In his speech last year to the United Nations Commission on Narcotic Drugs, Sai Lone, the lead representative of Myanmar Opium Farmers’ Forum, described a lifetime of observing government-sponsored opium eradication programs that destroyed farmer livelihoods without replacing them with viable alternatives. Such practices, he said, drove opium farmers further into poverty, even leading to suicide.

Motivated to end this heartless, irrational cycle, Sai Lone organized these largely isolated growers to know their rights and participate in government drug policy spaces previously closed off to them. The report includes recommendations to the government: regulating opium for traditional use, and implementing a far more inclusive approach to development and drug control policymaking—to ensure farmers have say in what is grown.

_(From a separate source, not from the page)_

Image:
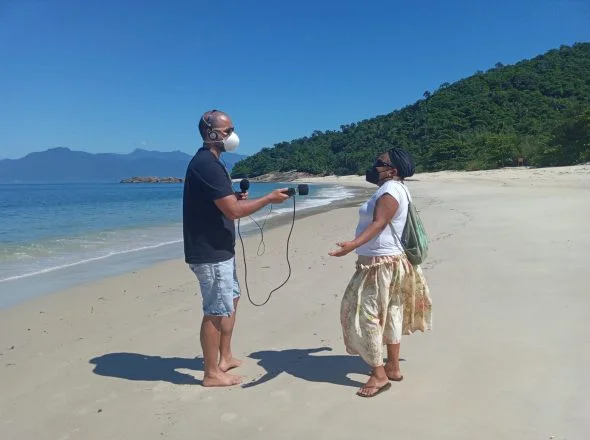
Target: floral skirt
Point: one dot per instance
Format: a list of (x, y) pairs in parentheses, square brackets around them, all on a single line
[(386, 298)]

As Myanmar continues its futile pursuit to eradicate drugs from the country, it is imperative that the people most vulnerable to the consequences of these unilateral policies push back, constructively, in an effort to avoid further humanitarian disaster. “Please don’t consider us as criminals,” one farmer implores. “We grow opium to survive and fulfill our families’ basic requirements, not to damage society.” The world should heed her call.

Asia Catalyst is a grantee of the Open Society Foundations.